The Term Sheet: Co-Sale and No-Shop Agreements
3 Things to Know about the Co-Sale and No-Shop Clauses
No contract can eliminate the risks of venture capital investment, but the right clauses can at least create a level playing field and avoid unnecessary risks. A no-shop agreement will stop company founders from looking for other investors for a specified amount of time, while a co-sale clause guarantees venture capitalists a chance to sell their shares in a company if the founders sell their own. The country's top venture capital firms never sign a contract without these clauses in order to:
1. Allow for Due Diligence
One of the greatest paradoxes of the venture capital industry involves due diligence. Venture capital firms perform due diligence in order to assess the risks of investing in each potential company. A thorough due diligence process lets them make sure they are putting their money in a safe place, and not exposing funds to unwarranted dangers. This act of risk assessment, however, creates new risks of its own, namely the danger that the founders will look for other investors and end up taking their business elsewhere. Venture capital firms are thus forced to choose between a rushed due diligence process, which may cause them to overlook serious problems, and losing the investment opportunity entirely.
With a no-shop agreement, however, this paradox does not arise. Venture capital firms can negotiate as much time as they want to perform due diligence, secure that the company's founders will not go looking for a new investor during the process. The founders may demand a short no-shop period, but this is evidence that they have something to hide, indicating that the investment is a significant risk. The combination of a no-shop agreement and VC firms thus ensures safer, better investments.
2. Respond to Changes in Ownership
Even the best due diligence process can't protect venture capitalists from future changes in the company they're investing in. After the deal is finalized, the founders may later decide to sell their remaining shares to another investor, and that investor may institute company policy changes that create new risks. The venture capitalists may decide that these changes are unwise and want to get out of their investment. Unless they can quickly find someone to buy their shares at a good price, however, they may be forced to stay with a potentially sinking ship.
Co-sale clauses are designed to give venture capital firms a way out. If the company's founders decide to sell their shares, the venture capitalists must be able to take part in the sale in proportion to the number of shares they own. This makes it easier for them to quickly find a good price for their shares in the event of a change in ownership.

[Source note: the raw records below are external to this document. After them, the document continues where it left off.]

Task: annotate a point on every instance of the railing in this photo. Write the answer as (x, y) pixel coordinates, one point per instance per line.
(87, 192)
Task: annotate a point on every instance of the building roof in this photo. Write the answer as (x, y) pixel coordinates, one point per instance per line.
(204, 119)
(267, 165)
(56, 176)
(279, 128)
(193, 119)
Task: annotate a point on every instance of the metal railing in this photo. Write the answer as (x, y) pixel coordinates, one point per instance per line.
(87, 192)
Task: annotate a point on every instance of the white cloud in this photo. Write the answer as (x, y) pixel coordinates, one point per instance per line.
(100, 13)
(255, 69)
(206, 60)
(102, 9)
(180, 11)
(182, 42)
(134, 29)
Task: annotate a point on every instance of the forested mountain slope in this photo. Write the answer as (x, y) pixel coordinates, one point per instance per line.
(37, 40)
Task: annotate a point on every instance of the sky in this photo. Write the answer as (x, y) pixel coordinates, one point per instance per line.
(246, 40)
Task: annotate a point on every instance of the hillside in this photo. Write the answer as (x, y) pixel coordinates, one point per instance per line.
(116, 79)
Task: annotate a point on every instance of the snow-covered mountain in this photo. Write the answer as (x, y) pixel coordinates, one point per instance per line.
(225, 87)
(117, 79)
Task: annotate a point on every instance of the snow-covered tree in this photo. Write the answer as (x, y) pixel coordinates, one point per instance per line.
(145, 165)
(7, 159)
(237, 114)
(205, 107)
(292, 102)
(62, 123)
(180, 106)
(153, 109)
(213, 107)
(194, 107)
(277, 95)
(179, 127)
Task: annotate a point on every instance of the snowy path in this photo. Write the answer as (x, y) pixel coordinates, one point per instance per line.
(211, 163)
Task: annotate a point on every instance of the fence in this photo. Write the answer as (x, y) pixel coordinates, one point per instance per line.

3. Make Time for Negotiation
When selling their company to a venture capital firm, founders will sometimes try to keep venture capitalists in the dark about their prospects for finding another investor. If the founder implies that other firms are keen to buy a piece of the business, venture capitalists will feel pressured to quickly come up with terms for their purchase. The term sheet they offer may later prove to be a bad deal, and a little more negotiation would have yielded a much better settlement, but they felt pressured to cut negotiation off early. In reality, the founders may have had no other prospects for selling the company, and were just bluffing their way into an unfair deal.
No-shop agreements eliminate the pressure to cut off negotiations prematurely. Venture capitalists know exactly how long they have before the founders can go to another company, and will thus refuse to end negotiations prior to that point unless they are offered terms they like. There is thus less incentive to bluff, encouraging an honest, fair discussion. Both parties will take the time they need to reach a mutually beneficial arrangement.